Однако не нужно было обладать особой остротой зрения, чтобы понять: этот господин, что уже часов пять торчит под моим окном, задрав голову, слушая музыку и надеясь, что я выгляну, имеет желание поговорить со мной и, более того, прекрасно знает, кто я такой. Конечно, он не мог позвать меня снизу, хотя с острова Сен-Луи это было бы возможно: здесь Париж похож скорее на один из городков на Луаре, но достаточно перейти мост и оказаться на левом берегу, среди ароматов греческого квартала, в толпе туристов и студентов, как все меняется.

Он меня не позвал, хотя явно очень хотел.
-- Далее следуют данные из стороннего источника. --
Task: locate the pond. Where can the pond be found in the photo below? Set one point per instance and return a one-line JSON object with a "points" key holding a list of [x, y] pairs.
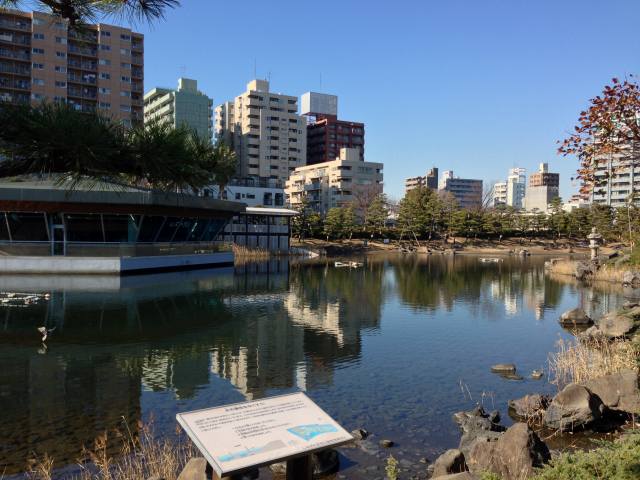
{"points": [[395, 347]]}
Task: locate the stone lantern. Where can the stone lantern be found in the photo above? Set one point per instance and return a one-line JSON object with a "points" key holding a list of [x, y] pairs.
{"points": [[594, 241]]}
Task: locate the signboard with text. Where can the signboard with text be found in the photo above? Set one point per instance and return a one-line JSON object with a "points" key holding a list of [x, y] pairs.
{"points": [[236, 437]]}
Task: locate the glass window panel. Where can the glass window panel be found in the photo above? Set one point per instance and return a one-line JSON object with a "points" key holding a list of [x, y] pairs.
{"points": [[168, 229], [84, 228], [28, 227], [149, 228]]}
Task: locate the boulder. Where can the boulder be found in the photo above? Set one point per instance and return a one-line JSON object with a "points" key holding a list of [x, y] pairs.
{"points": [[614, 325], [195, 469], [513, 456], [618, 391], [631, 278], [451, 461], [574, 407], [503, 368], [575, 317], [528, 407], [583, 270]]}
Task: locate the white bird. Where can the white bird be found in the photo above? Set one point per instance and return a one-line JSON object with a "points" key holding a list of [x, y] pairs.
{"points": [[45, 332]]}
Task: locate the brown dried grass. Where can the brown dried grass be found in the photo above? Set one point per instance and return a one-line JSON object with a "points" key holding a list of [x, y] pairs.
{"points": [[141, 456], [586, 358]]}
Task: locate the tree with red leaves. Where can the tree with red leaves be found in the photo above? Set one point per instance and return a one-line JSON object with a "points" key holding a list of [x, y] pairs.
{"points": [[608, 130]]}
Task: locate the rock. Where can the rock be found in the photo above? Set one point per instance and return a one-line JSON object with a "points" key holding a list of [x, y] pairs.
{"points": [[325, 462], [614, 325], [575, 317], [631, 279], [618, 391], [360, 434], [513, 456], [195, 469], [537, 374], [583, 270], [504, 368], [574, 407], [528, 407], [451, 461], [457, 476]]}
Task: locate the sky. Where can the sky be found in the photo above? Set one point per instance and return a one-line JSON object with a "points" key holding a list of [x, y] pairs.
{"points": [[473, 86]]}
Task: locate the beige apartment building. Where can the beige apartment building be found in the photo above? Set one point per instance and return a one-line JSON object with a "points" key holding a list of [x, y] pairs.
{"points": [[98, 69], [333, 184], [266, 132]]}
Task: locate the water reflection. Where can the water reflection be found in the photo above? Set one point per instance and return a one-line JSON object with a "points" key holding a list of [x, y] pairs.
{"points": [[355, 339]]}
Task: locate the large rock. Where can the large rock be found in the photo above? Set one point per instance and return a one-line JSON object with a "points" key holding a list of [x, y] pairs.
{"points": [[614, 325], [574, 407], [195, 469], [513, 456], [451, 461], [529, 407], [618, 391], [575, 317], [631, 278]]}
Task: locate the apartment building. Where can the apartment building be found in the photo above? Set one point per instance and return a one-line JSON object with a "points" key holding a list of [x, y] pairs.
{"points": [[467, 192], [333, 184], [182, 106], [100, 68], [265, 130], [326, 134], [430, 180], [617, 177], [544, 186]]}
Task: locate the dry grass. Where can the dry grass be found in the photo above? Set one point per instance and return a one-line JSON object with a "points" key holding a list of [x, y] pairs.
{"points": [[141, 456], [583, 359]]}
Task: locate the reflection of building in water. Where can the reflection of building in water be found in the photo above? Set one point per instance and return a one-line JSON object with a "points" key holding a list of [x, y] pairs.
{"points": [[71, 394]]}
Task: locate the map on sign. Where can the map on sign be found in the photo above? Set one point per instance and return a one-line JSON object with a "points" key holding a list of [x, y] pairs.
{"points": [[249, 434]]}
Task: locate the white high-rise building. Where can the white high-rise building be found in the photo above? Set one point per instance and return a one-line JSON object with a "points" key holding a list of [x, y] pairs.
{"points": [[516, 187], [266, 132]]}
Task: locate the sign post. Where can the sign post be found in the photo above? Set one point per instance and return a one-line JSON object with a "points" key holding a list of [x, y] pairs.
{"points": [[239, 437]]}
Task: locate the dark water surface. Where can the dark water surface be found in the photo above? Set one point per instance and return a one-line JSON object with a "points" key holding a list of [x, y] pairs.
{"points": [[395, 347]]}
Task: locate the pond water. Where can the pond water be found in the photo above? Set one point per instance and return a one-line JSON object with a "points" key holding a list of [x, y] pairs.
{"points": [[395, 347]]}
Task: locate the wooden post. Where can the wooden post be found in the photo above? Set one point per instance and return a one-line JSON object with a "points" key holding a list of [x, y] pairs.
{"points": [[300, 468]]}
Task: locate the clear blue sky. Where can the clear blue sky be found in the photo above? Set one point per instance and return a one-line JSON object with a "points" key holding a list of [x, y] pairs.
{"points": [[477, 86]]}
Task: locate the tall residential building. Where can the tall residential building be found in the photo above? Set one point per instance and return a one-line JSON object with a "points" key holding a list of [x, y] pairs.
{"points": [[333, 184], [467, 192], [499, 194], [326, 134], [183, 106], [544, 186], [430, 180], [99, 68], [266, 132], [617, 177], [516, 187]]}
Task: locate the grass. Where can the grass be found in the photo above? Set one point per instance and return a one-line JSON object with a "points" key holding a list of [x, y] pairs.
{"points": [[583, 359], [141, 456], [618, 460]]}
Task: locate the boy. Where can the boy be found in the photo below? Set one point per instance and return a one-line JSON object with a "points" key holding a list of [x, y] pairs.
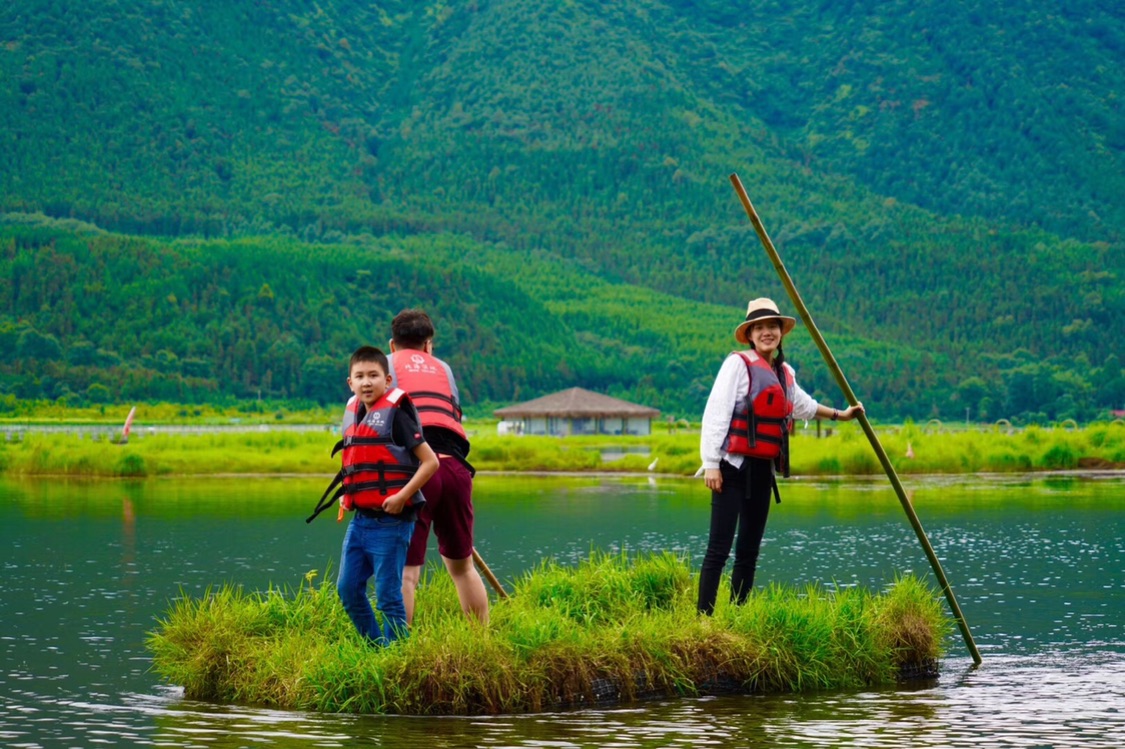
{"points": [[386, 462]]}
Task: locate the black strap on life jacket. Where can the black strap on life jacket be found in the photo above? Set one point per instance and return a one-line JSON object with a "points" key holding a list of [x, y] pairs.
{"points": [[383, 485], [452, 409], [325, 501]]}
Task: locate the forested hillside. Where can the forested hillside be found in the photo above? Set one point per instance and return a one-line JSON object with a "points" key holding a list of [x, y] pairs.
{"points": [[944, 182]]}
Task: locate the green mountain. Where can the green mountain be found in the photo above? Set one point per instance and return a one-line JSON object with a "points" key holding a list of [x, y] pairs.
{"points": [[943, 182]]}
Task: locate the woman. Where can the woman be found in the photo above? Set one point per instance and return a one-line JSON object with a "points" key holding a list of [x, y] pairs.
{"points": [[746, 424]]}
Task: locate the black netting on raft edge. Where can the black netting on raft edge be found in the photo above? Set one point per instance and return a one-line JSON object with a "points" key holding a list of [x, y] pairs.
{"points": [[606, 692]]}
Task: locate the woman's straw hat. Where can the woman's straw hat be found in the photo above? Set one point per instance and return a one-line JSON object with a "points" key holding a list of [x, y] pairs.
{"points": [[757, 310]]}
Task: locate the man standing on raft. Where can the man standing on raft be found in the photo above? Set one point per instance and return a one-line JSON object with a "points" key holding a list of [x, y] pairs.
{"points": [[449, 493]]}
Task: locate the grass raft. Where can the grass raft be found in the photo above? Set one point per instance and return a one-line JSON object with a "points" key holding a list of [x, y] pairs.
{"points": [[611, 630]]}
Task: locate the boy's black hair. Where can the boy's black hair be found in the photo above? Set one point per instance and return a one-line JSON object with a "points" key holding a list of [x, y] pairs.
{"points": [[411, 328], [365, 354]]}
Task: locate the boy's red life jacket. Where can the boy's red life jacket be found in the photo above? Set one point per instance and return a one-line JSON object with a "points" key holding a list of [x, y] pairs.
{"points": [[430, 384], [374, 466], [762, 420]]}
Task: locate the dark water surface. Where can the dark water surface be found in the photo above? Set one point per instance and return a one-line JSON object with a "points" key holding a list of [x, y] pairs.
{"points": [[1036, 565]]}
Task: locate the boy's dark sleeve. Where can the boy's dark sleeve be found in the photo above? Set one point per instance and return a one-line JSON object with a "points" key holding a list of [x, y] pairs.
{"points": [[406, 430]]}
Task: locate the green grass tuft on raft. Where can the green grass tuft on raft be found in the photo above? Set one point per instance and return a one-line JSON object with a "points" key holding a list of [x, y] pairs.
{"points": [[612, 630]]}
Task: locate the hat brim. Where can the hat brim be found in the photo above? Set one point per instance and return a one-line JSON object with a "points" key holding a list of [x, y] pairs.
{"points": [[741, 333]]}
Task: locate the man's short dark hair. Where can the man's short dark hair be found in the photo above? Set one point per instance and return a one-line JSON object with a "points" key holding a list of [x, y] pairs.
{"points": [[368, 354], [411, 328]]}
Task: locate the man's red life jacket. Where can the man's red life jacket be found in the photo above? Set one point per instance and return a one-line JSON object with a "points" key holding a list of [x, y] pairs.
{"points": [[763, 417], [430, 384]]}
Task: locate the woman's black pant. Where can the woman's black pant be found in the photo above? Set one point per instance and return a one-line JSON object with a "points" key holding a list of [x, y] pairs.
{"points": [[744, 502]]}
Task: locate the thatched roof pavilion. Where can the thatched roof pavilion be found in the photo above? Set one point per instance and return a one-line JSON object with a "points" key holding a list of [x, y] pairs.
{"points": [[578, 411]]}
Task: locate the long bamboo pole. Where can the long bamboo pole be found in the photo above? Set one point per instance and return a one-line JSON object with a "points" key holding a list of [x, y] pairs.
{"points": [[775, 259], [488, 574]]}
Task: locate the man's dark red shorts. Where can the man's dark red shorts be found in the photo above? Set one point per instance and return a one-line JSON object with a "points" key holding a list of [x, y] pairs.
{"points": [[448, 510]]}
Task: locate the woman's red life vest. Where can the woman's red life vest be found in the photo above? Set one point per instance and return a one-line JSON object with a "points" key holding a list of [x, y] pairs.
{"points": [[430, 382], [374, 466], [762, 418]]}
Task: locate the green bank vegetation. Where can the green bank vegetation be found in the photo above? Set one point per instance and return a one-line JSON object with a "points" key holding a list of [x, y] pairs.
{"points": [[845, 452], [612, 630]]}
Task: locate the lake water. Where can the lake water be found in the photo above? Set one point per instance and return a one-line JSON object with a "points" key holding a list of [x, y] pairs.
{"points": [[1036, 565]]}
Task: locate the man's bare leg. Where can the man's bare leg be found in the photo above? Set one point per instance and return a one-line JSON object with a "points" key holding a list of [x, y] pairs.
{"points": [[470, 588]]}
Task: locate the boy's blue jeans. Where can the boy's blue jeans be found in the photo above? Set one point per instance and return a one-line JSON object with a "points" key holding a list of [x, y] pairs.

Раза два наши взгляды пересеклись, поначалу рассеянно, без понимания. Я привык, что люди останавливаются, проходя с набережной, чтобы послушать музыку. Им нравится, как я играю: они даже не могут себе представить, что многие часами выстаивают в очередях, чтобы получить билет и иметь возможность послушать меня на концерте. Не было ничего удивительного в том, что усатый человек, одетый скромно и немного неряшливо, смотрел в направлении окна, откуда неслась музыка (я просматривал «Бергамасскую сюиту» Дебюсси). Но что-то меня в нем задело. Он казался обеспокоенным, более того, глядел с тоской, почти испуганно; он вовсе не слушал музыку, вздрагивая, как конь в стойле, из которого хочет вырваться. Я подождал еще. Случайные слушатели, застревающие под моими окнами, обычно спешат уйти, едва кончается музыка. А этот нет. Я подумал, что он ждет следующую пьесу. Но спустя час он все еще стоял внизу, как будто на что-то надеясь. Может быть, ему нужны были деньги? Тогда я решил выглянуть, высунулся из окна, положил локти на подоконник и долго глядел на него, пытаясь понять, что ему от меня нужно. И вдруг понял, что это он мне нужен, это мне необходимо его выслушать.

…«И тем не менее, маэстро, Вы так сказали. Вы высказали блестящую мысль о том, что эта партитура несет в себе черты незавершенности, словно Шопен не был сам удовлетворен финалом и хотел что-то додумать. Это часто случалось. Вторая Баллада, например, тоже, кажется, завершается в ля-миноре, а не в фа-мажоре. Я помню одно Ваше интервью многолетней давности. Вы говорили: "Я не удивился бы, если бы нашлась версия финала Четвертой, отличная от той, которую мы знаем"».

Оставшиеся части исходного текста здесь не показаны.